The JWST Emission Line Survey (JELS): An untargeted search for H$α$ emission line galaxies at $z > 6$ and their physical properties

Abstract: We present the first results of the JWST Emission Line Survey (JELS). Utilising the first NIRCam narrow-band imaging at 4.7$\mu$m, over 63 arcmin$^{2}$ in the PRIMER/COSMOS field, we identified 609 emission line galaxy candidates.
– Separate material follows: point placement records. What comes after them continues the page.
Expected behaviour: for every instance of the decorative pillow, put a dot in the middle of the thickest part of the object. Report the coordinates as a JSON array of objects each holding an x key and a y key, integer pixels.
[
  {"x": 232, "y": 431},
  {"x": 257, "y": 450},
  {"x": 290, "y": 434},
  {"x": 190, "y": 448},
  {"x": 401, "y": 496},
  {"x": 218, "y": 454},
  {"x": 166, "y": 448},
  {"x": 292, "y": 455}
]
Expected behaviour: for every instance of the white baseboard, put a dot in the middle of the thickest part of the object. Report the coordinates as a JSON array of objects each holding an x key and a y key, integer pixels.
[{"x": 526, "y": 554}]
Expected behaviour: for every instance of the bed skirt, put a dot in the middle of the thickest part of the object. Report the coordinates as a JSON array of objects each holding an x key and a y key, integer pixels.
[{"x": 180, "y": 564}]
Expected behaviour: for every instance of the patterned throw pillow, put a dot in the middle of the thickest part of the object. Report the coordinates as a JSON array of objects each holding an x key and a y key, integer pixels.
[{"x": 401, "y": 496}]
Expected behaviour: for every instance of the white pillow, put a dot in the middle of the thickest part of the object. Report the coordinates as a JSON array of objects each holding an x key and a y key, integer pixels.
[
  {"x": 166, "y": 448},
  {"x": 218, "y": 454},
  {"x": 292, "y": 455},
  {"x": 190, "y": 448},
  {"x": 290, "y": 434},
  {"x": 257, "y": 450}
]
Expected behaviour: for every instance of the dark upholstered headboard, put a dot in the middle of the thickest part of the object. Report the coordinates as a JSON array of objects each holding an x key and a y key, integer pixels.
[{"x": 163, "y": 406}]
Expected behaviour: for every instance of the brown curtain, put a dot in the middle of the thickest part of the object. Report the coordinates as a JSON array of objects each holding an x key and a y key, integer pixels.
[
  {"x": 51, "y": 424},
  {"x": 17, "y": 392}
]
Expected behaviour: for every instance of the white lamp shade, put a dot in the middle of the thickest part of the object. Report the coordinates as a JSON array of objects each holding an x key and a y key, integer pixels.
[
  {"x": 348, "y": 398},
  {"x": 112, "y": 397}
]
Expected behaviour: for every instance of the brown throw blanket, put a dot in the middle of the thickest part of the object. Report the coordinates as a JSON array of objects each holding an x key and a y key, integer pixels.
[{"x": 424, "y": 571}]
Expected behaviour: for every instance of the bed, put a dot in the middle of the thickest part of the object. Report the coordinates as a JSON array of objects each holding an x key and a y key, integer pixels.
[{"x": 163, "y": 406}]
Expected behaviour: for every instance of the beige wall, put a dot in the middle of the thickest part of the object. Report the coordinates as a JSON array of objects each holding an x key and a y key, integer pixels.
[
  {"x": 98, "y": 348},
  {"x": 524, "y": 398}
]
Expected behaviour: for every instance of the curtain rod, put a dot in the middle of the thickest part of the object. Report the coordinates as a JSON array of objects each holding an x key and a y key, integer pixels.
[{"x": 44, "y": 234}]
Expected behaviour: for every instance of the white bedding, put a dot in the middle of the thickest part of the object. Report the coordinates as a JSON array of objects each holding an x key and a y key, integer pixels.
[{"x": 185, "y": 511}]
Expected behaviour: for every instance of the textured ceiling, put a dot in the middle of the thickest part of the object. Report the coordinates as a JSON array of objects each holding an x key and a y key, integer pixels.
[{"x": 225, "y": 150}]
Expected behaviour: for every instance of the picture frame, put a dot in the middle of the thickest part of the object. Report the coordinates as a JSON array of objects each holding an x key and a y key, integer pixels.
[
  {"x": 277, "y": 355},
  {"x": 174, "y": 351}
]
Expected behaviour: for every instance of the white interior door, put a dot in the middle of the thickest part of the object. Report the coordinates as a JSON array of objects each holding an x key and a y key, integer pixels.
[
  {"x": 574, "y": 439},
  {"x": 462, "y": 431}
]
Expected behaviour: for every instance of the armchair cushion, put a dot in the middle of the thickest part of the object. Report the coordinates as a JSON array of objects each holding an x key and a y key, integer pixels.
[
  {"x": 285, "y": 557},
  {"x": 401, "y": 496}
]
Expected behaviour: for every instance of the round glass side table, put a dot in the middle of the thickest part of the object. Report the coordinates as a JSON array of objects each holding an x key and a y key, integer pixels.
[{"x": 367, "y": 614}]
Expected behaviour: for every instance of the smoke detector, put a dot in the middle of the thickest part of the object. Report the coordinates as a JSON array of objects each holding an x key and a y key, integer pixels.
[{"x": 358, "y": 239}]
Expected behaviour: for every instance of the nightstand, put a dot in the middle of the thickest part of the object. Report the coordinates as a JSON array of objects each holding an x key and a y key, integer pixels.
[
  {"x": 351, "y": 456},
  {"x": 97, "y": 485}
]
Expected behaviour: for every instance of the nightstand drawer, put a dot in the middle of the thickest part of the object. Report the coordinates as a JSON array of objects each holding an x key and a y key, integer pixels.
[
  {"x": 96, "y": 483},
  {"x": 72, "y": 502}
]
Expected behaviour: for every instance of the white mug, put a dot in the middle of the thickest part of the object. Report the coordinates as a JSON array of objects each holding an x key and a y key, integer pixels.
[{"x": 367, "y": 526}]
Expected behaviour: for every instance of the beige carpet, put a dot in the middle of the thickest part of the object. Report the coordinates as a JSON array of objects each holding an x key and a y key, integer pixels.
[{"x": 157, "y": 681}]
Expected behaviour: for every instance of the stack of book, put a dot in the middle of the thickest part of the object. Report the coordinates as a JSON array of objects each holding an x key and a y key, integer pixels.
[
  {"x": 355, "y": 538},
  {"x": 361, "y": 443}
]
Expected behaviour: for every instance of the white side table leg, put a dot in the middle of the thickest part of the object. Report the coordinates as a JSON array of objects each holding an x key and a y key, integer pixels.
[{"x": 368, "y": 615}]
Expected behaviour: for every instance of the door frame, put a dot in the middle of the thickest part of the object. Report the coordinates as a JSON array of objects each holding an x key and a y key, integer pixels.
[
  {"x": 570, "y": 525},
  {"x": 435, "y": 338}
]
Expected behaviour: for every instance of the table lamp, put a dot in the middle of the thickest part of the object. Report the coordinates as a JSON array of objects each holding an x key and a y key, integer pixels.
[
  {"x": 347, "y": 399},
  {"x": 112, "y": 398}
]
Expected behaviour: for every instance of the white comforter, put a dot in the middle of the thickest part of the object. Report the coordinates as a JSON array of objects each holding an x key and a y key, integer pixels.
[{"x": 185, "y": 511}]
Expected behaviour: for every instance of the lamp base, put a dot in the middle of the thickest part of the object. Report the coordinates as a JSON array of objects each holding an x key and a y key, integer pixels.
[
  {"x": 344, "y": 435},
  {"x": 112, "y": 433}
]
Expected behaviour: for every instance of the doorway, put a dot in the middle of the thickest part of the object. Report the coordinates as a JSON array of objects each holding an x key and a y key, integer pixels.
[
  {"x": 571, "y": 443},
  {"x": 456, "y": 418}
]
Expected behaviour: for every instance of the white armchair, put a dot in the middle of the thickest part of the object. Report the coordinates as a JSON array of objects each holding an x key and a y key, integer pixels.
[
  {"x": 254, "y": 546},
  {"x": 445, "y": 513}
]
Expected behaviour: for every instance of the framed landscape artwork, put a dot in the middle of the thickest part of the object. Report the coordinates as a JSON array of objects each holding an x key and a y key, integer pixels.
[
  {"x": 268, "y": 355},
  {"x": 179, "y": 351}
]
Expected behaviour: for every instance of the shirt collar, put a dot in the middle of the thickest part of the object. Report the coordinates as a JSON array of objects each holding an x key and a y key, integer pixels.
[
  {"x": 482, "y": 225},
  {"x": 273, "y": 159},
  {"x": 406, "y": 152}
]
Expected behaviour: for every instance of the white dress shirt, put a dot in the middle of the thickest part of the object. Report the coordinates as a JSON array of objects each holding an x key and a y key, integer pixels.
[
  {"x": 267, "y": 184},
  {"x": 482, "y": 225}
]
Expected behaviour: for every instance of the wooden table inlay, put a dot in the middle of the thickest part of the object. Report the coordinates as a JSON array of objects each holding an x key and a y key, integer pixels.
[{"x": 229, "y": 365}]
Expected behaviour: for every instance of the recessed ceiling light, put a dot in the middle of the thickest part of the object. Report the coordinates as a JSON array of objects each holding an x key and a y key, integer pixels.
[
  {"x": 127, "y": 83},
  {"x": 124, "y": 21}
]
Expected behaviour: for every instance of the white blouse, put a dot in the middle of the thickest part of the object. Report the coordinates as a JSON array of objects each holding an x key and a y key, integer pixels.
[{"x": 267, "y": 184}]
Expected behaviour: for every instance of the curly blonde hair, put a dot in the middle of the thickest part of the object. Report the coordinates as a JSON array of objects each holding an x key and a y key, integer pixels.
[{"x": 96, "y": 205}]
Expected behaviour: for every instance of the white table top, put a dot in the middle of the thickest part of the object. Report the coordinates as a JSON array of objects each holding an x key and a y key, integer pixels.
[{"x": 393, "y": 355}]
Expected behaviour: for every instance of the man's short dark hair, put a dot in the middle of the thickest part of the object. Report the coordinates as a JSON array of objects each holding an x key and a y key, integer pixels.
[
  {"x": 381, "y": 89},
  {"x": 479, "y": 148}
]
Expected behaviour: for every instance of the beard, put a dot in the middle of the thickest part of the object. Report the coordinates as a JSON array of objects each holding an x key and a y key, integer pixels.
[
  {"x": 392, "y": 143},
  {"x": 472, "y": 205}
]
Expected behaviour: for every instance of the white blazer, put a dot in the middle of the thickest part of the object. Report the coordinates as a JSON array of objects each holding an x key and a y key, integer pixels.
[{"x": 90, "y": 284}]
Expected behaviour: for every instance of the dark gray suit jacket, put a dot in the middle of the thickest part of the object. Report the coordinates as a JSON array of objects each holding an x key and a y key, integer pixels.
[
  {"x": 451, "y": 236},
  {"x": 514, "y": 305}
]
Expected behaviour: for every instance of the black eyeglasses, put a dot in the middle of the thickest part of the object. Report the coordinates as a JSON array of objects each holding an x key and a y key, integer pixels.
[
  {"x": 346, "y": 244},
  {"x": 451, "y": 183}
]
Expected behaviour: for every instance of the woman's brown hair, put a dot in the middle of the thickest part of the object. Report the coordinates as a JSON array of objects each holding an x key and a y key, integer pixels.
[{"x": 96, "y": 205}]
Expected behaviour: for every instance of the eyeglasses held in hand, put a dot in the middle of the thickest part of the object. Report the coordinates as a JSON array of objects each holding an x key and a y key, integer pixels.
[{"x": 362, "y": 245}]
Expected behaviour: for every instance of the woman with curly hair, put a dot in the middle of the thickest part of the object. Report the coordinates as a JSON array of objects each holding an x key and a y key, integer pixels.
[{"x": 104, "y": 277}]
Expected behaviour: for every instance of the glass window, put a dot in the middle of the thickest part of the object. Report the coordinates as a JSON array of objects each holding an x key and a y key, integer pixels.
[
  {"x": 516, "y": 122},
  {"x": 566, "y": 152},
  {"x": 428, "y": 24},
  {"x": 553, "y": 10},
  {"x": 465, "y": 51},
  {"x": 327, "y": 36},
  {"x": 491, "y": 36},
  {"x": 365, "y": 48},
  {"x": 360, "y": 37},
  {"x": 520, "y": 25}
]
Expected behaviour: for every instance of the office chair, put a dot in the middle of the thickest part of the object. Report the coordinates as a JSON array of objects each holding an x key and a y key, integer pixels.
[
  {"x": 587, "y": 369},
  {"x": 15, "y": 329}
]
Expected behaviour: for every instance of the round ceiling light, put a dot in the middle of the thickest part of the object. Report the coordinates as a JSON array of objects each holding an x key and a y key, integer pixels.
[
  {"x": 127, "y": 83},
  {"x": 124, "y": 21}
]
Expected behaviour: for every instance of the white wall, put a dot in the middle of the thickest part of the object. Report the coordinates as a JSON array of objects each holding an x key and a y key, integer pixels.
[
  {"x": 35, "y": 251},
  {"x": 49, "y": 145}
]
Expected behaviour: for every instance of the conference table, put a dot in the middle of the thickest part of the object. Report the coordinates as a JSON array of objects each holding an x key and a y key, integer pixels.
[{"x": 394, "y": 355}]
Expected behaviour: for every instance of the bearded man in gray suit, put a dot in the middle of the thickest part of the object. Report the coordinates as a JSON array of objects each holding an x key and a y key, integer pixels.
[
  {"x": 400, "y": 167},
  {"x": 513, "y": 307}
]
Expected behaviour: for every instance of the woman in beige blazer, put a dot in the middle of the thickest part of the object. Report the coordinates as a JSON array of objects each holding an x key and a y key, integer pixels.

From these, we robustly selected 35 H$\alpha$ star-forming galaxies at $z \sim 6.1$, with H$\alpha$ star-formation rates ($\rm{SFR_{H\alpha}}$) $\sim0.9-15\ \rm{M_{\odot} \ yr^{-1}}$. Combining our unique H$\alpha$ sample with the exquisite panchromatic data in the field, we explored their physical properties and star-formation histories, and compared these to a broad-band selected sample at $z\sim 6$ which offered vital new insights into the nature of high-redshift galaxies. UV-continuum slopes ($\beta$) were considerably redder for our H$\alpha$ sample ($\langle\beta\rangle\sim-1.92$) compared to the broad-band sample ($\langle\beta\rangle\sim-2.35$). This was not due to dust attenuation as our H$\alpha$ sample was relatively dust-poor (median $A_V=0.23$); instead, we argued the reddened slopes could be due to nebular continuum. We compared $\rm{SFR_{H\alpha}}$ and the UV-continuum-derived $\rm{SFR_{UV}}$ to SED-fitted measurements averaged over canonical timescales of 10 and 100 Myr ($\rm{SFR_{10}}$ and $\rm{SFR_{100}}$). We found an increase in recent SFR for our sample of H$\alpha$ emitters, particularly at lower stellar masses ($<10^9 \ \rm{M_{\odot}}$). We also found $\rm{SFR_{H\alpha}}$ strongly traced SFR averaged over 10 Myr timescales, whereas the UV-continuum over-predicts SFR on 100 Myr timescales at low stellar masses. These results point to our H$\alpha$ sample undergoing `bursty' star formation. Our F356W $z \sim 6$ sample showed a larger scatter in $\rm{SFR_{10}/SFR_{100}}$ across all stellar masses, which highlighted how narrow-band photometric selections of H$\alpha$ emitters are key to quantifying the burstiness of star-formation activity.